Can you please help me with this question? I'm not sure I get the picture here.

Hi Sona,

This is a tough problem that actually requires calculus to solve.

Assuming you don't know calculus, then you need to know that the shape of the maximum area of a rectangle is a square. Another way of saying that, is the width of the shape that produces the maximum area of a rectangle is equal to one fourth of the perimeter.

The problem says that one of the lengths is the side of the barn so no fencing is required on that side. Therefore you will have two widths and one length of fencing that add up to 200 feet.

One fourth of the perimeter = 50

The other width also equals 50. So the length of fencing = 200 - 50 - 50 = 100

So the area = 50 x 100 = 5000 square feet.

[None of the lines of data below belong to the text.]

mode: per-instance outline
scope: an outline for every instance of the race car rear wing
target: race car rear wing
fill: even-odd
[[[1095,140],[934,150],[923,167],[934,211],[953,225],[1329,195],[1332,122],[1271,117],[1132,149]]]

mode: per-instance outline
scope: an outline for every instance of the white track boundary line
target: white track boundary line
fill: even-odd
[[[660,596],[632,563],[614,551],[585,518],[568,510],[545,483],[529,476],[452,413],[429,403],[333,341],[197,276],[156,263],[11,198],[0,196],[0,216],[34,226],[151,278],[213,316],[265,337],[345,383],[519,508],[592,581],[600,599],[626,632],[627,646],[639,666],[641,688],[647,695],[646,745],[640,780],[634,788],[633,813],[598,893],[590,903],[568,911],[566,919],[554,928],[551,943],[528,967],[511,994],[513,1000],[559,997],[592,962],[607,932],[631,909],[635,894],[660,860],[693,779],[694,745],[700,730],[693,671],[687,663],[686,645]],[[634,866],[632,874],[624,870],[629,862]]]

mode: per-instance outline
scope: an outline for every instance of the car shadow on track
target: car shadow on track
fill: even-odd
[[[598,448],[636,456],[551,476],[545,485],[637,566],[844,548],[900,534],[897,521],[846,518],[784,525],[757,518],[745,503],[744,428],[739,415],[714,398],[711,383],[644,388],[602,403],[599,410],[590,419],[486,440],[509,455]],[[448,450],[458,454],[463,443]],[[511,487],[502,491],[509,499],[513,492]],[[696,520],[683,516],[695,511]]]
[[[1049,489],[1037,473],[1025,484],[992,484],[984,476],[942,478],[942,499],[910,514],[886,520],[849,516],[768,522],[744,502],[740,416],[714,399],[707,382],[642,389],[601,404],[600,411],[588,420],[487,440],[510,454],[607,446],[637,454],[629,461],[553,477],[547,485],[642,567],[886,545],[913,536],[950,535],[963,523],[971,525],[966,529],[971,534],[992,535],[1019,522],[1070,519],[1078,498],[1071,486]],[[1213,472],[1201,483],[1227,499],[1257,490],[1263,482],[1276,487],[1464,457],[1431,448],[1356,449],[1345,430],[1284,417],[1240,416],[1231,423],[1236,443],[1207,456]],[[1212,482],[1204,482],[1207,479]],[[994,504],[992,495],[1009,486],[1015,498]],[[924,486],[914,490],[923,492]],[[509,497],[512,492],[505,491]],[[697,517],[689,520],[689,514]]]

To convince yourself that this is the correct answer, you can add or subtract one foot from the width and come up with the appropriate length and multiply them and you'll find you get an area that is slightly less than 5000.

A picture could look like this:

The perimeter of the fence must be < 200 feet because that's all he has and it makes sense that if he wants to maximize the area, he would want to use all of the fencing available, so P = 200. P also equals 2W + L so 2W + L = 200

Since area is defined as L•W and we want to maximize that area, then we will want to consider the graph of the area as a function of either length or width and find the largest area available considering the constraint of a 200 foot perimeter.

So, since 2W + L = 200, we can say L = 200 - 2W and we can plug "200 - 2W" in for "L" in our A = L•W equation.

A = L•W

A = (200 - 2W)W

A = -2W² + 200W

This is a quadratic equation that graphs as an inverted parabola (with a maximum at the vertex). So we want to find that maximum. The vertex of a parabola is found using -b/2a so W_VERTEX = -200/[(2)(-2)] = 50

If W = 50, then we can plug that into L = 200 - 2W to find L

L = 200 - 2(50) = 100

So the dimensions are 50 x 100 and that yields 5000 sq ft.

Just for grins, let's pick a width of 40 feet just to see what the area would be. L = 200 - 2(40) = 120 so the area would be 40•120 = 4800 sq ft. This supports our solution that the max is 5000 sq ft.